New Zealand eScience Infrastructure (NeSI), a collaborative partnership between the University of Auckland, National Institute of Weather and Atmosphere (NIWA), the University of Otago, and Landcare Research, said the new supercomputers would replace its national compute and data platform, extend its scope and performance to meet changing needs. The new supercomputers will be commissioned by early 2018.
NeSI director, Nick Jones, detailed plans for the upgrade in the organisation’s March newsletter, saying: “Early in 2016 NeSI started preparations to replace both the NIWA IBM P575/POWER6 and Auckland IBM iDataPlex x86 platforms, selecting a single procurement process with NIWA as the lead agent working alongside NeSI’s other collaborators.”
Jones said funding would come from the NeSI Investors: MBIE, NIWA, University of Auckland, University of Otago and Landcare Research. NeSI describes itself as “a virtual organisation developing advanced computation and analytics capabilities across the science sector and delivering underpinning computing and data infrastructure.”
The largest supercomputer, a Cray XC50 will be situated in the High Performance Computing Facility at NIWA’s Greta Point campus in Wellington. It has a theoretical peak performance equivalent to 1.4 trillion calculations per second. It will replace the IBM P575/POWER6, which, NIWA said, has reached the end of its operating life and cannot keep up with demand.
NIWA said it would invest $18m in the facility and a further $4.8m would be spent on behalf of the Universities of Auckland and Otago and Landcare Research for a Cray CS400 to replace the IBM iDataPlex x86s. No details have been provided on where the balance of the $31.7m figure cited in NeSI’s announcement will come from.
The third supercomputer (model not specified) will be housed at the University of Auckland’s Tamaki data centre and will act as a back-up system for NIWA.
NIWA said the three supercomputers together would have up to 13 times the computing capability and more than six times the storage capacity of their predecessors.
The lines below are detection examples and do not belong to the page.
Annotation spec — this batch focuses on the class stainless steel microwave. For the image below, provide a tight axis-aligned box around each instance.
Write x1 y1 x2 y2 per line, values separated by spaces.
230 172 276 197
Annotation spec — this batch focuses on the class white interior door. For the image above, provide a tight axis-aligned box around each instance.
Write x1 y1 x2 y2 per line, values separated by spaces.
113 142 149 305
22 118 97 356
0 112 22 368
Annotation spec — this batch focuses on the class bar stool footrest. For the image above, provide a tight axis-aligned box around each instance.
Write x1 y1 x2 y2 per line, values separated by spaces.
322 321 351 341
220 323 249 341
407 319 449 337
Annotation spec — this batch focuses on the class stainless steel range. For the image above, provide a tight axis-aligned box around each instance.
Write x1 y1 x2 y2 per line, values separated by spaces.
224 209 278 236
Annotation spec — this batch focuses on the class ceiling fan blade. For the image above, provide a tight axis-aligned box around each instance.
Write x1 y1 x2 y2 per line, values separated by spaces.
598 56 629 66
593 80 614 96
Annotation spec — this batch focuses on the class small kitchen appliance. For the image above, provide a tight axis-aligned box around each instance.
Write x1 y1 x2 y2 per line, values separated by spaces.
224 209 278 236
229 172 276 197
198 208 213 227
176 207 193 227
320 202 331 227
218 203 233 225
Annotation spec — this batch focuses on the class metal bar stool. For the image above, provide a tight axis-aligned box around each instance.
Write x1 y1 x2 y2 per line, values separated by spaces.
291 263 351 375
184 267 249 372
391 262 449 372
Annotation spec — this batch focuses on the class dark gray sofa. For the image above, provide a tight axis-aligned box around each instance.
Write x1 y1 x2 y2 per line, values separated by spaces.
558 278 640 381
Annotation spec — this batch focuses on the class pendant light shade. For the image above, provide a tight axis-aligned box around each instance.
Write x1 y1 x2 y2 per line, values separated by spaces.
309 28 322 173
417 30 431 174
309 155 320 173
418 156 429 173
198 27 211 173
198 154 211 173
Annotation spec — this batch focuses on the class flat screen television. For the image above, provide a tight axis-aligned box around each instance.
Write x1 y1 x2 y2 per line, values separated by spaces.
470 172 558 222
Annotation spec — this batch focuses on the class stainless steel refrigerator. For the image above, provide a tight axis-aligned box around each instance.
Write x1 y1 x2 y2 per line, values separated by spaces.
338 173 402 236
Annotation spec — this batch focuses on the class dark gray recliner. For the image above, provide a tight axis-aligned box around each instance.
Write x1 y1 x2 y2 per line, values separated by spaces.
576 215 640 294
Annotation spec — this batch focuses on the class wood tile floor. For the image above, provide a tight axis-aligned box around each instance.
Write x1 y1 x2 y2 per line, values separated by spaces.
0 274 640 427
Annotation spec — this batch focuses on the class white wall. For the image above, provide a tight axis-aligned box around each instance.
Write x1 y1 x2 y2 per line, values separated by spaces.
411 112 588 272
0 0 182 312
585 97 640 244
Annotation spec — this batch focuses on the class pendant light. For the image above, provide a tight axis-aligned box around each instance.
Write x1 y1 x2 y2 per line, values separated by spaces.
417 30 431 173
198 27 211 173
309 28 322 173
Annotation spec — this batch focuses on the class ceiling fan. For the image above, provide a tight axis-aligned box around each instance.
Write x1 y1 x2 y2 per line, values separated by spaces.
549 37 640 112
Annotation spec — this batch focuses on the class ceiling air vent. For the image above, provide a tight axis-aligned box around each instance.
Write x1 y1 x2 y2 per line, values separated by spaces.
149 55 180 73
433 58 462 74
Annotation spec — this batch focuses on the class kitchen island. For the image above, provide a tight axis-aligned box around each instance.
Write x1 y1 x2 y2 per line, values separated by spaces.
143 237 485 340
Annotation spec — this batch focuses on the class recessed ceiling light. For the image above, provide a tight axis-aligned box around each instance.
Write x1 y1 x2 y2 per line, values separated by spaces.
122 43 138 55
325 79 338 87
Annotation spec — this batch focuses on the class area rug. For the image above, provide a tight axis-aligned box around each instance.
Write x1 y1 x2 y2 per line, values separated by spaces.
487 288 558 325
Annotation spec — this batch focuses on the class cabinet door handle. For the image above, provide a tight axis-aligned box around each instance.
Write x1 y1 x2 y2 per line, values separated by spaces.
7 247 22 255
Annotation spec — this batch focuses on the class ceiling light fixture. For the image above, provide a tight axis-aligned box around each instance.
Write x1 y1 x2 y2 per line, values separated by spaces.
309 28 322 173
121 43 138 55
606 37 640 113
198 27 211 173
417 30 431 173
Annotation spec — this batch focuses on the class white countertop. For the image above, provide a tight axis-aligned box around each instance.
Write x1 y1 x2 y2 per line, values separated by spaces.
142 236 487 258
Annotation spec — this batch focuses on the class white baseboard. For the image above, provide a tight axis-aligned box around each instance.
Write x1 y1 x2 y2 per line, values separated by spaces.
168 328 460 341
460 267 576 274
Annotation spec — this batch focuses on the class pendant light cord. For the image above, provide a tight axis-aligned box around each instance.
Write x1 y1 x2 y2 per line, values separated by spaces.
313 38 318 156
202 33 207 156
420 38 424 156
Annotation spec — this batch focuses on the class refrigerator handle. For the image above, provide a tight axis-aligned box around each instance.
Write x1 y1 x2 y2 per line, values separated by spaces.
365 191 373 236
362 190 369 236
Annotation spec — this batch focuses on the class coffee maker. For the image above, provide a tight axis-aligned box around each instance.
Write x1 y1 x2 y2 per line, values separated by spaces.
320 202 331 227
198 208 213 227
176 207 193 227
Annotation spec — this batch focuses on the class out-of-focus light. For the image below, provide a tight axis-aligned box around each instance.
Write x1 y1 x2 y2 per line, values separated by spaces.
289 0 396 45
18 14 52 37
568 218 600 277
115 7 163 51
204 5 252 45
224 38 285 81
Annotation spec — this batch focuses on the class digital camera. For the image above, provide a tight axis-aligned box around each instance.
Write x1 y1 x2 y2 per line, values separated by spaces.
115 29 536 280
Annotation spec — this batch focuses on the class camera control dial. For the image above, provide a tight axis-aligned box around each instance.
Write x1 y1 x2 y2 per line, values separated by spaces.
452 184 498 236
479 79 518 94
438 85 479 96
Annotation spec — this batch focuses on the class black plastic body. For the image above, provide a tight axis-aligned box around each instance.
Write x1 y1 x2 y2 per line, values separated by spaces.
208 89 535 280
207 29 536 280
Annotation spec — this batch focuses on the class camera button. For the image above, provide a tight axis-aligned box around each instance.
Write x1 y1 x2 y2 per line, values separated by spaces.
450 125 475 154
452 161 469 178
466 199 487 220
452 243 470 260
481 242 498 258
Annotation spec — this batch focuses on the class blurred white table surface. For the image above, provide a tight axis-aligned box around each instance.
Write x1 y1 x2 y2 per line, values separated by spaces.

The CX50 has a theoretical peak performance of 1.425 PetaFLOPS—equivalent to 1.425 trillion calculations per second.
“Altogether, the new supercomputers will provide more than 33,500 compute cores—equivalent to about 16,000 laptops—and enough storage to hold 3 million DVDs online and 8 million DVDs offline,” NIWA said. Together the will deliver up to 12 times the computing capability and more than four times the storage capacity of their predecessors, and have a combined weight of 23 tonnes.
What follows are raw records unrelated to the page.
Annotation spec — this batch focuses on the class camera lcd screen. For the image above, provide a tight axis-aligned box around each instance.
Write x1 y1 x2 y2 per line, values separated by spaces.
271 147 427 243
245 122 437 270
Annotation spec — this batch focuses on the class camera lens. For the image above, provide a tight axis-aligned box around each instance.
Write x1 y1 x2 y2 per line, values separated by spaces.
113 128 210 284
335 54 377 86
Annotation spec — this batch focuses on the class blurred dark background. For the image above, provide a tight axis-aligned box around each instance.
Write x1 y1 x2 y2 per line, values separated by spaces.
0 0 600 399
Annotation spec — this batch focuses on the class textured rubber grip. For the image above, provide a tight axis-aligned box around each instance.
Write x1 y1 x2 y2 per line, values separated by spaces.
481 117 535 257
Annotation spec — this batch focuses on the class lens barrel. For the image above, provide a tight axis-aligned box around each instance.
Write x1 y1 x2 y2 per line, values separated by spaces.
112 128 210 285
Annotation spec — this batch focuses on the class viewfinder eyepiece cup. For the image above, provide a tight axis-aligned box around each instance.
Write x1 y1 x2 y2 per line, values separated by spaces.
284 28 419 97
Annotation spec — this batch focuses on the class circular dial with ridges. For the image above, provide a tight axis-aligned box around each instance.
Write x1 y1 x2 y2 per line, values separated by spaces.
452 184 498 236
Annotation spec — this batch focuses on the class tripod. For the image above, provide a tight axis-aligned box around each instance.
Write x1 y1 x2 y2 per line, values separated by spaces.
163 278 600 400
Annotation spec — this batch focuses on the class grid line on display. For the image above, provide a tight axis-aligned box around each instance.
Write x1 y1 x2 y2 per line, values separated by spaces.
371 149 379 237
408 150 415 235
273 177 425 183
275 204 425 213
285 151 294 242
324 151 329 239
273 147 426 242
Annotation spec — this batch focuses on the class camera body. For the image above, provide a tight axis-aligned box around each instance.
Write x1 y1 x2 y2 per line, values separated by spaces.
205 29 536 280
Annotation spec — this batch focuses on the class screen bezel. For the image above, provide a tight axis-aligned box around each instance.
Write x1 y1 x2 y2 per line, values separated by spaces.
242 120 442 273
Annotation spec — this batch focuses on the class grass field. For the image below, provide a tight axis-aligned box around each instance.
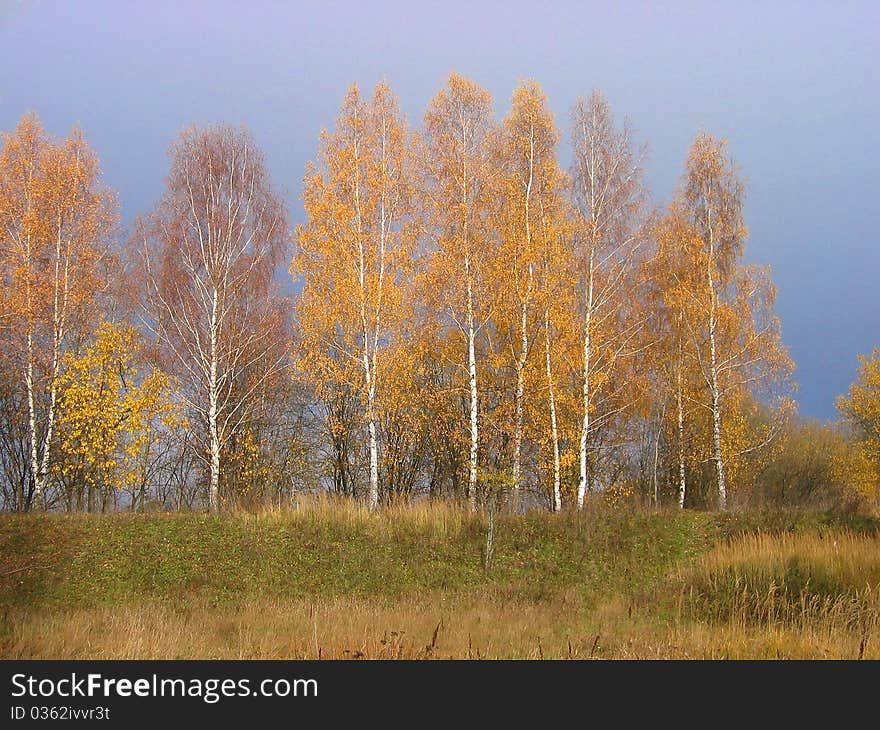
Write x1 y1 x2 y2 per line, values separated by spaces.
0 503 880 659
NIWA said it had signed the contract with Cray on behalf of the other NeSI partners. NIWA CEO, John Morgan, described it as “One of the most significant investments in science in this country,” saying it would enable NIWA to provide better information on hugely important issues such as how climate change will affect New Zealand.
“The ability of the new supercomputers to process vast amounts of data in very short spaces of time will also enable us to build more precise forecasting tools to help farmers and environmental managers make more informed decisions using the best information available,” he said.
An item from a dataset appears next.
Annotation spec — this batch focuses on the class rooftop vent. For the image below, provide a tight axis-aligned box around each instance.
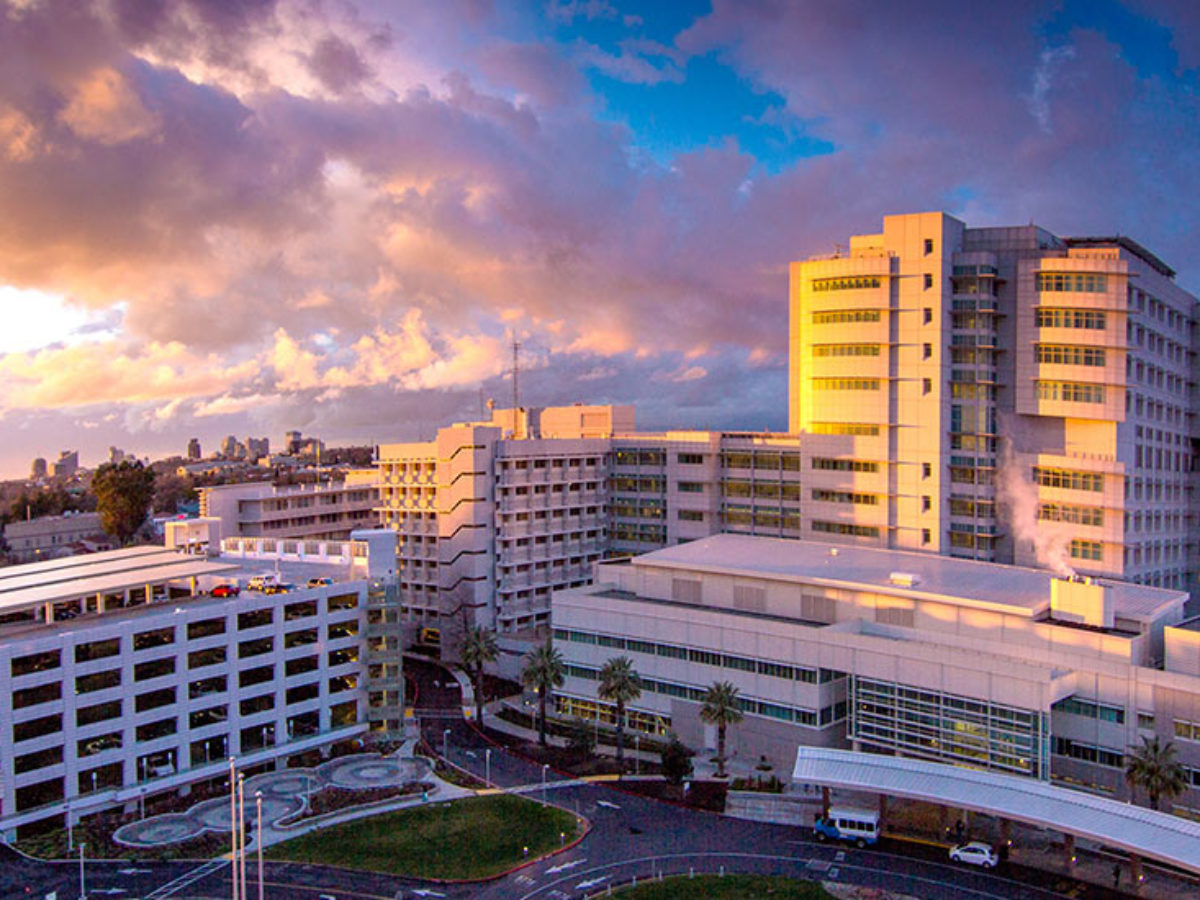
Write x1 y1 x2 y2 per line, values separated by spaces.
1050 575 1112 628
“Industries that are weather-sensitive—such as the energy sector, farming, horticulture and tourism—will benefit directly from NIWA’s ability to make more accurate and more specific forecasts. The new supercomputers will also allow NIWA to improve early warnings of the effects of severe events, such as flooding and storm surge.”
NeSI director Nick Jones said: “We are propelling our research into a new world where big compute and big data are going to impact many aspects of our lives and through this investment into a high-performance computing platform, New Zealand research will benefit across the board and allow us to compete with the rest of the world.
“This investment will allow our researchers to approach larger scale and more complex questions through the power of computational and analytical techniques and that is vital in being able to respond to some of our most difficult research challenges.”